Bug #57450
International E-Mail addresses (umlauts, etc.) are not validated correctly
Status: | New | Start date: | 2014-03-31 | |
---|---|---|---|---|
Priority: | Should have | Due date: | ||
Assigned To: | - | % Done: | 0% |
|
Category: | Validation | |||
Target version: | - | |||
PHP Version: | Complexity: | |||
Has patch: | No | Affected Flow version: | Git master |
Description
Currently, Flow does not validate mail addresses that contain international special characters (non-ascii), such as german umlauts.
This is due to the PHP filter_var method not taking care of that possibility, referring to RFC 5322:
https://bugs.php.net/bug.php?id=65630&edit=3
This only deals with special chars in the domain part of an Email address, which should be handled with the IDN encoding (idn_to_ascii()
on the domain part).
However, there is the more recent RFC 6531, which allows international addresses explicitly
http://tools.ietf.org/html/rfc6531#section-3.3
In detail, it allows the local part and the domain part of a mailbox address according to this definition:
The local part may be made up also of "UTF8-non-ascii" characters, i.e. all multibyte UTF8 characters (UTF8-2 / UTF8-3 / UTF8-4 according to http://tools.ietf.org/html/rfc3629#section-4) and extending from http://tools.ietf.org/html/rfc5321#section-4.1.2
The domain part may also be made up of U-Labels, where
A "U-label" is an IDNA-valid string of Unicode characters, in
Normalization Form C (NFC) and including at least one non-ASCII
character, expressed in a standard Unicode Encoding Form (such as
UTF-8).
I'm not completely sure about the consequences of this subtle difference in definition.

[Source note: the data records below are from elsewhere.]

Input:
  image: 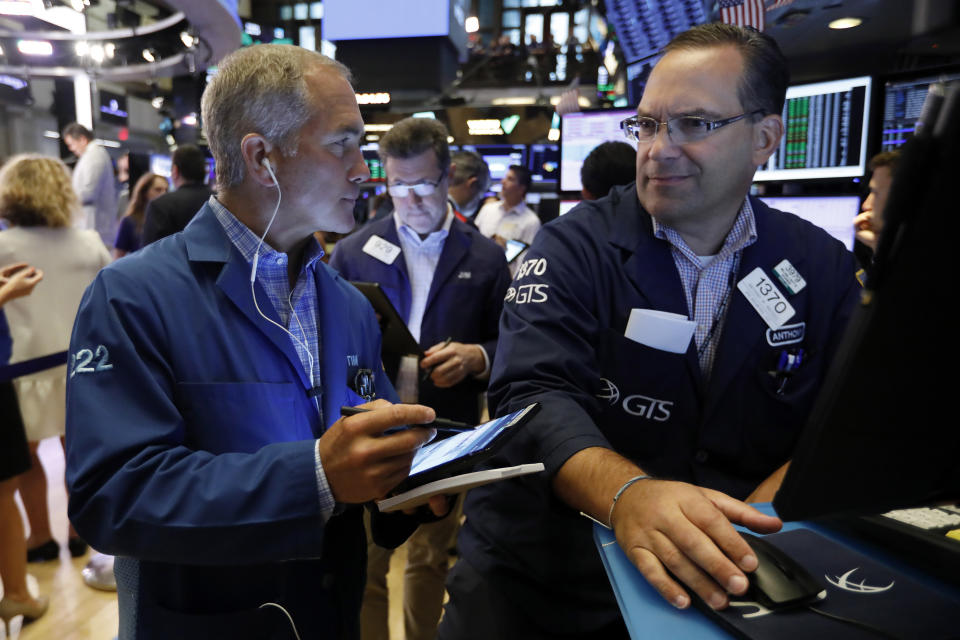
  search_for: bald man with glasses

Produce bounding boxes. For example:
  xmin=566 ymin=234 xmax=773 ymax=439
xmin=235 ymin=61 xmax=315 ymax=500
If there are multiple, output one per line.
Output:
xmin=330 ymin=118 xmax=510 ymax=640
xmin=438 ymin=24 xmax=859 ymax=640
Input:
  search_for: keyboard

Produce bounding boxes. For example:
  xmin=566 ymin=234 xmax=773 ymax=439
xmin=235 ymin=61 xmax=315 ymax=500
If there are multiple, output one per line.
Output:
xmin=834 ymin=504 xmax=960 ymax=586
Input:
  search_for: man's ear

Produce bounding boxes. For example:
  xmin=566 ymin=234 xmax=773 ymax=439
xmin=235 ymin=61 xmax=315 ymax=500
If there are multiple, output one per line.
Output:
xmin=240 ymin=133 xmax=276 ymax=187
xmin=753 ymin=113 xmax=783 ymax=166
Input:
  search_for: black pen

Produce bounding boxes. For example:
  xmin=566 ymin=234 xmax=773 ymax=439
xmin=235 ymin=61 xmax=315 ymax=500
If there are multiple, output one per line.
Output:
xmin=340 ymin=407 xmax=474 ymax=433
xmin=420 ymin=336 xmax=453 ymax=382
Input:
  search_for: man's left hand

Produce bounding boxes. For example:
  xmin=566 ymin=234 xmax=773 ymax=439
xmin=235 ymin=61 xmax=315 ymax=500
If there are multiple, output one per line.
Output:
xmin=420 ymin=342 xmax=486 ymax=389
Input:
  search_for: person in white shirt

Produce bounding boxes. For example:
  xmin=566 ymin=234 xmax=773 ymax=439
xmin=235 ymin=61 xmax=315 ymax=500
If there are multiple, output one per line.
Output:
xmin=477 ymin=165 xmax=540 ymax=247
xmin=63 ymin=122 xmax=118 ymax=247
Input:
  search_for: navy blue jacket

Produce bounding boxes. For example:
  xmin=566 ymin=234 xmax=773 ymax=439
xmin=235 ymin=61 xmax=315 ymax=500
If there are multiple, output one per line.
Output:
xmin=66 ymin=205 xmax=412 ymax=639
xmin=458 ymin=185 xmax=860 ymax=631
xmin=330 ymin=214 xmax=510 ymax=424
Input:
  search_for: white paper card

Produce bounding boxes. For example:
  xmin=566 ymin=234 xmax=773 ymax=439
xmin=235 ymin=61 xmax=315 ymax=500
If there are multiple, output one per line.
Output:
xmin=737 ymin=267 xmax=796 ymax=329
xmin=773 ymin=258 xmax=807 ymax=295
xmin=363 ymin=236 xmax=400 ymax=264
xmin=624 ymin=309 xmax=697 ymax=353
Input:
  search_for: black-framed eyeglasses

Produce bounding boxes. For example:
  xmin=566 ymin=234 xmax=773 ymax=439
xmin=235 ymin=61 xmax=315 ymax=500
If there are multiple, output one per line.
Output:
xmin=620 ymin=109 xmax=764 ymax=144
xmin=387 ymin=169 xmax=447 ymax=198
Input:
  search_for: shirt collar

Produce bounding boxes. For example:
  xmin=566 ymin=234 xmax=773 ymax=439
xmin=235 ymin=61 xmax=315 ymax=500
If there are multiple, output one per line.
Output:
xmin=393 ymin=202 xmax=453 ymax=247
xmin=208 ymin=196 xmax=323 ymax=272
xmin=650 ymin=198 xmax=757 ymax=266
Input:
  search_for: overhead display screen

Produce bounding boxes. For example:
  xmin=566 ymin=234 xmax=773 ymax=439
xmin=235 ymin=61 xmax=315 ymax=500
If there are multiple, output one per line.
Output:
xmin=321 ymin=0 xmax=450 ymax=42
xmin=754 ymin=76 xmax=870 ymax=182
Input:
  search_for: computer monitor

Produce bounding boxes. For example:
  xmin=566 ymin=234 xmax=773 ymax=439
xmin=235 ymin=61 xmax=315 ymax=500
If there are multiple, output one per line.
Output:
xmin=527 ymin=143 xmax=560 ymax=183
xmin=150 ymin=153 xmax=173 ymax=180
xmin=460 ymin=144 xmax=527 ymax=181
xmin=773 ymin=83 xmax=960 ymax=520
xmin=880 ymin=71 xmax=960 ymax=151
xmin=560 ymin=108 xmax=637 ymax=192
xmin=753 ymin=76 xmax=871 ymax=182
xmin=360 ymin=143 xmax=387 ymax=182
xmin=559 ymin=200 xmax=580 ymax=216
xmin=760 ymin=196 xmax=860 ymax=251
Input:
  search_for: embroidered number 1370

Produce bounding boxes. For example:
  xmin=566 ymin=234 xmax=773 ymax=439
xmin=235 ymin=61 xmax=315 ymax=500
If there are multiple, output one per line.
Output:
xmin=70 ymin=344 xmax=113 ymax=378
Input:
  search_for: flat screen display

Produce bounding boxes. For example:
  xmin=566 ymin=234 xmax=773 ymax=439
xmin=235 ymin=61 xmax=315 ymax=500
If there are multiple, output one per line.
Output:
xmin=753 ymin=76 xmax=870 ymax=182
xmin=880 ymin=72 xmax=960 ymax=151
xmin=321 ymin=0 xmax=450 ymax=42
xmin=100 ymin=90 xmax=130 ymax=126
xmin=760 ymin=196 xmax=860 ymax=251
xmin=560 ymin=109 xmax=637 ymax=191
xmin=460 ymin=144 xmax=527 ymax=181
xmin=527 ymin=144 xmax=560 ymax=182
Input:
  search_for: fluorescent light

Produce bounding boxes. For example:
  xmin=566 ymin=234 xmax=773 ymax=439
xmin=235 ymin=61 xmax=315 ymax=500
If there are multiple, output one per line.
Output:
xmin=827 ymin=16 xmax=863 ymax=29
xmin=17 ymin=40 xmax=53 ymax=56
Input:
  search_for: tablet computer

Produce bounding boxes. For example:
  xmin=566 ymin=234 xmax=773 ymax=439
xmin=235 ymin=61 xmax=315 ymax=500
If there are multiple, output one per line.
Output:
xmin=394 ymin=402 xmax=540 ymax=492
xmin=350 ymin=281 xmax=423 ymax=356
xmin=504 ymin=240 xmax=530 ymax=264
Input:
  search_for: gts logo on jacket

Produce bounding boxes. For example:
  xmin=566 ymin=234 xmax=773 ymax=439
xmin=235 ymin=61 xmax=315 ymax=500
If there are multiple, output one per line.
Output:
xmin=597 ymin=378 xmax=673 ymax=422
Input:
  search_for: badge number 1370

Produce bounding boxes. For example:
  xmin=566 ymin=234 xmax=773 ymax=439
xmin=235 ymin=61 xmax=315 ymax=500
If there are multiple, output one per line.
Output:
xmin=737 ymin=267 xmax=796 ymax=329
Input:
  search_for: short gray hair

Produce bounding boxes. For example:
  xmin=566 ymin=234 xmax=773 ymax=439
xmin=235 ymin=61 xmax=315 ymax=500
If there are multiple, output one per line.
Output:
xmin=201 ymin=44 xmax=352 ymax=191
xmin=380 ymin=118 xmax=450 ymax=170
xmin=450 ymin=150 xmax=490 ymax=193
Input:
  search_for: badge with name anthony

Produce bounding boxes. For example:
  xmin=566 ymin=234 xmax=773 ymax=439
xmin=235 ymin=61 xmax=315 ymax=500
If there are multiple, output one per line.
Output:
xmin=737 ymin=267 xmax=796 ymax=329
xmin=773 ymin=259 xmax=807 ymax=295
xmin=363 ymin=236 xmax=400 ymax=264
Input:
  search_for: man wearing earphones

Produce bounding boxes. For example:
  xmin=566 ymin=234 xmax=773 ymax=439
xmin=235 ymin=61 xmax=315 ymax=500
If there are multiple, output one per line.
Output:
xmin=67 ymin=45 xmax=445 ymax=640
xmin=330 ymin=118 xmax=510 ymax=640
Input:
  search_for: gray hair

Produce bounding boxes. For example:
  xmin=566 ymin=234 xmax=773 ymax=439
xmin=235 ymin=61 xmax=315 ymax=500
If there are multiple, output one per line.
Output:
xmin=380 ymin=118 xmax=450 ymax=169
xmin=201 ymin=44 xmax=352 ymax=190
xmin=450 ymin=150 xmax=490 ymax=193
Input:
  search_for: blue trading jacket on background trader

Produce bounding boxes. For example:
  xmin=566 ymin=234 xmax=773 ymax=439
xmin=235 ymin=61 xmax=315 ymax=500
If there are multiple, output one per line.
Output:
xmin=458 ymin=184 xmax=860 ymax=632
xmin=67 ymin=205 xmax=413 ymax=638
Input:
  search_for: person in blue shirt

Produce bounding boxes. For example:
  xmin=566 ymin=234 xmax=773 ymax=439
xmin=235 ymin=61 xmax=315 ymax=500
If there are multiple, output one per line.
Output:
xmin=330 ymin=118 xmax=510 ymax=640
xmin=438 ymin=24 xmax=860 ymax=640
xmin=67 ymin=45 xmax=446 ymax=640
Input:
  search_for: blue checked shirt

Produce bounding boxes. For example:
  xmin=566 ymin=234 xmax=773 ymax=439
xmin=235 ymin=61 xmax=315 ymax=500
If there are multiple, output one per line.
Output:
xmin=209 ymin=197 xmax=336 ymax=519
xmin=653 ymin=200 xmax=757 ymax=379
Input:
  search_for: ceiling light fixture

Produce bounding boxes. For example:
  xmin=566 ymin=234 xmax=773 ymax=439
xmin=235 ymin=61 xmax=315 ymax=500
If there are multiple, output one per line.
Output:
xmin=17 ymin=40 xmax=53 ymax=56
xmin=827 ymin=16 xmax=863 ymax=29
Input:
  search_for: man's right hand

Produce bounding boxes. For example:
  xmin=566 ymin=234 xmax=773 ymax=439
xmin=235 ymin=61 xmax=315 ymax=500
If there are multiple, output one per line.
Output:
xmin=317 ymin=400 xmax=436 ymax=504
xmin=0 ymin=262 xmax=43 ymax=306
xmin=611 ymin=479 xmax=782 ymax=609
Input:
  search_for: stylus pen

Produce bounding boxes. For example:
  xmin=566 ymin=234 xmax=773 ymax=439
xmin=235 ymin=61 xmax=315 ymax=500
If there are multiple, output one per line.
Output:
xmin=340 ymin=407 xmax=474 ymax=433
xmin=420 ymin=336 xmax=453 ymax=382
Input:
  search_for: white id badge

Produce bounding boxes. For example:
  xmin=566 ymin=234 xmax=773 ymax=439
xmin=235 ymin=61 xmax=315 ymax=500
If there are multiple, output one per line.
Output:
xmin=737 ymin=267 xmax=796 ymax=329
xmin=363 ymin=236 xmax=400 ymax=264
xmin=773 ymin=258 xmax=807 ymax=295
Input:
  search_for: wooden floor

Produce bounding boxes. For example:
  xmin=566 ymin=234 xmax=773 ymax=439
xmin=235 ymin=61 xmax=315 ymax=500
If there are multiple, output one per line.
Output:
xmin=0 ymin=438 xmax=416 ymax=640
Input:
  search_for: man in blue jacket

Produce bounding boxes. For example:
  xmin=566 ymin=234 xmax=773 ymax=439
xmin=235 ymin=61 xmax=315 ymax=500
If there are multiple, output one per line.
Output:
xmin=330 ymin=118 xmax=510 ymax=640
xmin=67 ymin=45 xmax=443 ymax=639
xmin=438 ymin=24 xmax=859 ymax=640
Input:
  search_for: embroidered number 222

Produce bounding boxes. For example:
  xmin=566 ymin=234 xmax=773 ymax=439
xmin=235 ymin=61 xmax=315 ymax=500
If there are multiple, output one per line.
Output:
xmin=70 ymin=344 xmax=113 ymax=378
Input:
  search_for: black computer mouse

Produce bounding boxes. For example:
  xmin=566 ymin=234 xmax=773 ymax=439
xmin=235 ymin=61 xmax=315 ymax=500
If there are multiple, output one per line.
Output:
xmin=741 ymin=533 xmax=824 ymax=610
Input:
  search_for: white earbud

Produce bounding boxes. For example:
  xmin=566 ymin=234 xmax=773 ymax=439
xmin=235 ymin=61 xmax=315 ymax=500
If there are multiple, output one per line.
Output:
xmin=260 ymin=158 xmax=280 ymax=189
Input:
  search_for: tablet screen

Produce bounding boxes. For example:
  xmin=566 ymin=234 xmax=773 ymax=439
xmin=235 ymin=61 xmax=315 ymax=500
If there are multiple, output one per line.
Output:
xmin=410 ymin=404 xmax=537 ymax=476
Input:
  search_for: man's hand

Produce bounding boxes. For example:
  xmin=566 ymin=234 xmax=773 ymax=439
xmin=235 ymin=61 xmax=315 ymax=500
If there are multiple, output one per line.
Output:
xmin=553 ymin=447 xmax=783 ymax=609
xmin=612 ymin=479 xmax=783 ymax=609
xmin=317 ymin=400 xmax=437 ymax=506
xmin=420 ymin=342 xmax=486 ymax=389
xmin=853 ymin=211 xmax=880 ymax=251
xmin=0 ymin=262 xmax=43 ymax=306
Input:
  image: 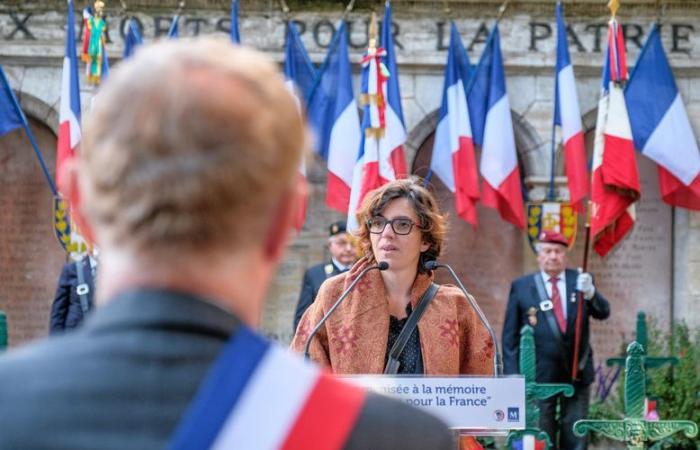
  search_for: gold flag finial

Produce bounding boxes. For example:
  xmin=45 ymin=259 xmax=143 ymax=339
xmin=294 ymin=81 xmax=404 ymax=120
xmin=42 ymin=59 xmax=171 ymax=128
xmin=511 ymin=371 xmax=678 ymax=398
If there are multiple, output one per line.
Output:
xmin=367 ymin=11 xmax=377 ymax=55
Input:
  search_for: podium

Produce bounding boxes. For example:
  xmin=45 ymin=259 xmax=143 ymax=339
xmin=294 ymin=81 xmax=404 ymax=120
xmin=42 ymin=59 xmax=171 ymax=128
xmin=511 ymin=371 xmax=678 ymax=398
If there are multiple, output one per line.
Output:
xmin=342 ymin=375 xmax=525 ymax=436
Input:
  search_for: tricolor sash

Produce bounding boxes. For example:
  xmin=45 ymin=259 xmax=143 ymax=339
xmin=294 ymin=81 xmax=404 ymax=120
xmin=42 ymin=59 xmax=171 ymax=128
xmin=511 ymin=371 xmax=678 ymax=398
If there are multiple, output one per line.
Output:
xmin=168 ymin=327 xmax=365 ymax=450
xmin=513 ymin=434 xmax=547 ymax=450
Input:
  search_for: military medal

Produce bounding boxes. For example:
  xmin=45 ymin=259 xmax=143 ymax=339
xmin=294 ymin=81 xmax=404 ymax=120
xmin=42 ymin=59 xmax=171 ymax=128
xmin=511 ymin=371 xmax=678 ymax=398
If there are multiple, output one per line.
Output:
xmin=527 ymin=306 xmax=537 ymax=327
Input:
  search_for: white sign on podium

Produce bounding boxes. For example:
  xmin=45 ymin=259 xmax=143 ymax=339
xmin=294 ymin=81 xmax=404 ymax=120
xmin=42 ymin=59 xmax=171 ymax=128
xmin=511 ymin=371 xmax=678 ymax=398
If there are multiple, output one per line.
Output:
xmin=343 ymin=375 xmax=525 ymax=432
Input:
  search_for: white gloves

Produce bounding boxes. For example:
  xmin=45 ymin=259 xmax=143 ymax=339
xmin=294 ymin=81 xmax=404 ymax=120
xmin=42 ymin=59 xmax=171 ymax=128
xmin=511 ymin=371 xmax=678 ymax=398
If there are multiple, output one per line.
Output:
xmin=576 ymin=272 xmax=595 ymax=300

I see two possible solutions to deal with that within Flow:- fall back to regular expressions when filter_var fails OR non-ascii chars are detected in the address (Ugly, but actual support of RFC6531)
- use idn_to_ascii on the whole address before giving it to filter_var (though I'm not sure it is formally correct to idn encode the local part, not RFC6531 conform)
Please provide your input on how to proceed, I will then take care of providing a changeset.
History
#1 Updated by Alexander Berl over 1 year ago
Note: For idn_to_ascii to be usable, the PECL intl and idn extension needs to be installed. This might actually be a killer argument against it's usage as it might not be available on shared hosts.
Hence the converter method would need to be implemented in PHP (which is a lot of code or at least an external dependency, e.g. https://github.com/mabrahamde/php-idna-converter).
Alternatively, since we don't actually care for the exact IDN encoded string, all UTF8-non-ascii chars could just be stripped out before validation. This would be hacky at minimum.